À Bilbao, ces affiches se trouvent disposées dans une nouvelle configuration qui couvre tout le mur et sont assorties de traductions en basque, espagnol, français et allemand.
À l’intérieur de la salle, deux sarcophages de pierre (un en marbre rouge d’Ankara et un autre en granit noir de Nubie) présentent des fragments du texte de Holzer Laments (Lamentations, 1989). Écrit pendant la période la plus dure de l’épidémie du sida, Lamentations décrit à la première personne la mort inutile de ces locuteurs inconnus et anonymes, parmi lesquels se comptent des femmes, des hommes, des enfants et un bébé. Sur un troisième sarcophage, plus récent et réalisé en marbre de Sevarezza, est inscrit un passage du poème d’Anna Świrszczyńska “Martwa Natura” (Nature morte), chronique virulente de la brutalité de la guerre, qui atteste de la continuité des questionnements et des matériaux d’Holzer au fil des années, même si son activité s’est ouverte aux mots des autres.
De son travail sur pierre, Holzer affirme : « J’apprécie et je fais confiance à l’éphémère et à l’immatériel mais aussi à la pierre dure. Je suis arrivée à la pierre comme matériau lorsque j’ai commencé à exposer dans des galeries. Je ne voulais pas que les gens restent debout pour lire mes textes sur les panneaux électroniques. Je voulais qu’ils soient à l’aise et qu’ils prennent le temps de regarder. C’est ainsi que j’aicommencé à leur installer des bancs, puis j’ai eu l’idée d’écrire sur les sièges et que les bancs soient en pierre ».

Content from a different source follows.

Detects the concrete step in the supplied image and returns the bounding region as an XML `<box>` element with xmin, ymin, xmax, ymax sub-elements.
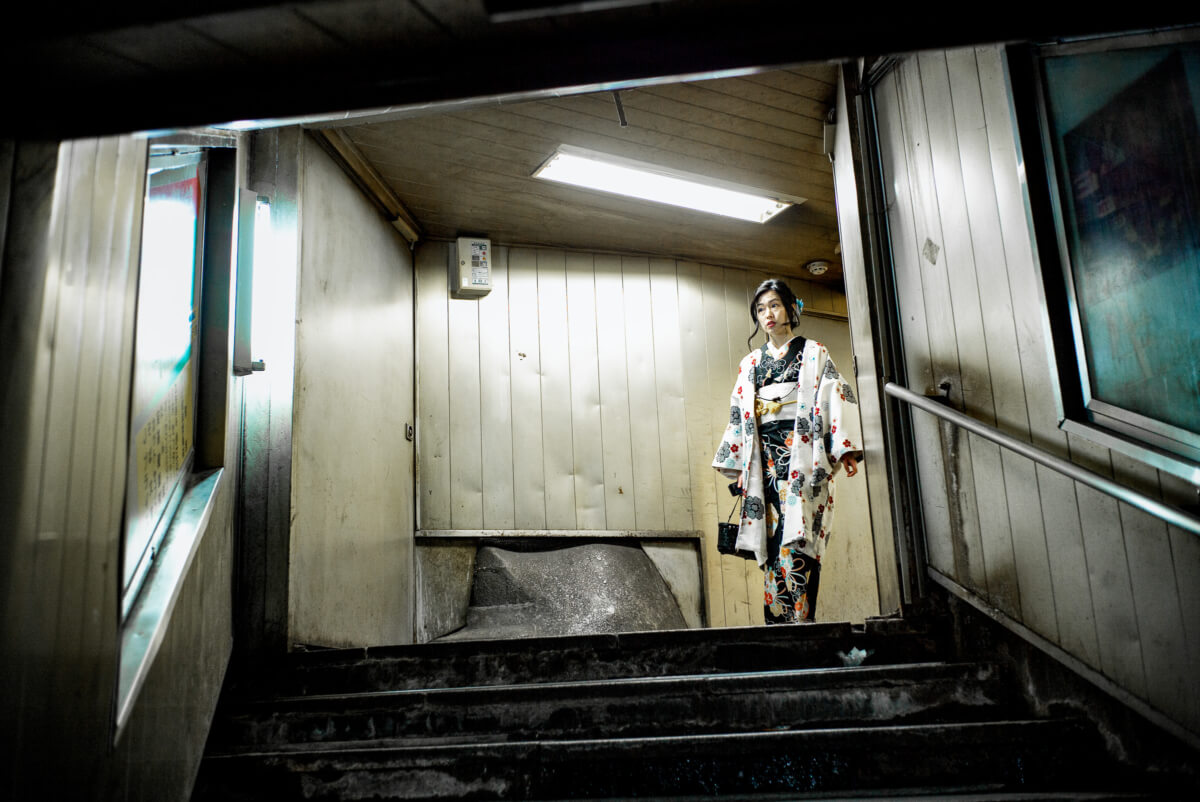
<box><xmin>260</xmin><ymin>618</ymin><xmax>952</xmax><ymax>699</ymax></box>
<box><xmin>209</xmin><ymin>663</ymin><xmax>1024</xmax><ymax>754</ymax></box>
<box><xmin>193</xmin><ymin>719</ymin><xmax>1136</xmax><ymax>802</ymax></box>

« Quand les mots sont gravés dans la pierre, on peut les toucher, on peut les lire avec la main, et peut-être les perçoit-on différemment que quand ils sont écrits sur du papier. Le marbre et le granit figent le temps, tandis que les panneaux électroniques et les projections communiquent d’une autre façon. J’ai pensé que les rangées de bancs pouvaient évoquer chez les gens les salles d’attente, les tribunaux, les hôpitaux et les églises, que ce soit en bien ou en mal ».